THE GIRL WHO PLAYED WITH FIRE
Like some Nordic, dead, Dan Brown, Stieg Larssonn’s ‘Milennium Trilogy’ haa shifted in such defenestrating quantities as to inspire serious debate about its significance. Whereas Brown’s popularity revealed that people will tolerate the prose style of a drunk dog with a typewriter if it involves a tantalising conspiracy, Larsson’s triplet of //The Girl With../ books have triggered po-faced analysis of their significance for contemporary feminism.
The books do contain a number of immediate subversions of gender and genre conventions. These are hard-boiled crime novels featuring a young, female, bi-sexual, protagonist. Men are frequently rendered as psychopathic, violent, rapists. This is bestselling fiction featuring child abuse, rape, and murder.
In ‘The Girl Who Played with Fire’, the sequel to ‘The Girl with the Dragon Tatoo’, heroine Lisbeth Salander and magazine publisher Mikael Blomkvist embark on separate missions to expose the organisers of a sex-traffiking ring. While Blomkvist and his journalists follow a trail of evidence, Salander takes a more direct approach which leads her back into her own history of abuse, and into harm’s way.
The Girl Who Played with Fire’ is a film with one eye in the mirror – at times self-consciously cool, at others just self-conscious. Salander, supposedly exists ‘outside’ of society, yet her wealth allows her to inhabit a series of beautiful, stylishly bare, bohemian apartments. Blomkvist’s handsome journos wear natural fibres and work in a converted warehouse, seemingly sponsored by Apple.

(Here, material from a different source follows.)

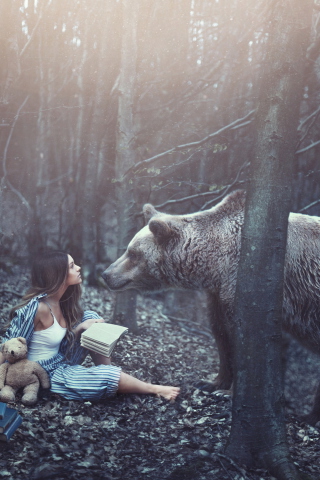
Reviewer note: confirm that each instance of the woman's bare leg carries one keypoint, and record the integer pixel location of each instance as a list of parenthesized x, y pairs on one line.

This affectation is also present in the film’s uncertain Directorial style, most obvious in its approach to violence and sex. A punch-up in a burning barn, complete with jaunty framing, seems to borrow mostly from the TV series of //The Incredible Hulk//. Yet at the film’s conclusion the brutal realism and mobility of the camera is most akin to schlock-horror. A sex scene between Salander and her female lover is as titillating as it is tender.
Partly, here the book falls foul to the inevitably reductive process of film adaptation. Whereas sex in the book may be depicted with sensitivity and emotional depth, and violence may be depicted with deliberate and shocking realism, on screen such scenes can seem gratuitous. The film’s particular subject matter understandably compounds the problem but this sensationalism negates the film’s core subtext, the institutionalisation of male violence towards women.
The trilogy’s depiction of men has been justified as a specific criticism of Swedish society. But in //The Girl Who Plays with Fire// any complexity and intelligence seems lost in the reduction of men to mere monstrosities, safely unreal in their ugliness. Its subtext seems so localised and grotesque as to negate the potential universality and subversive power of its theme.
This is flat-pack nihilism, Nordic noir, dark and disturbing on the one hand, resolutely bourgeois on the other, The film’s dark, gothic leanings are ultimately as superficial and affected as Salander’s tattoos and eye-liner.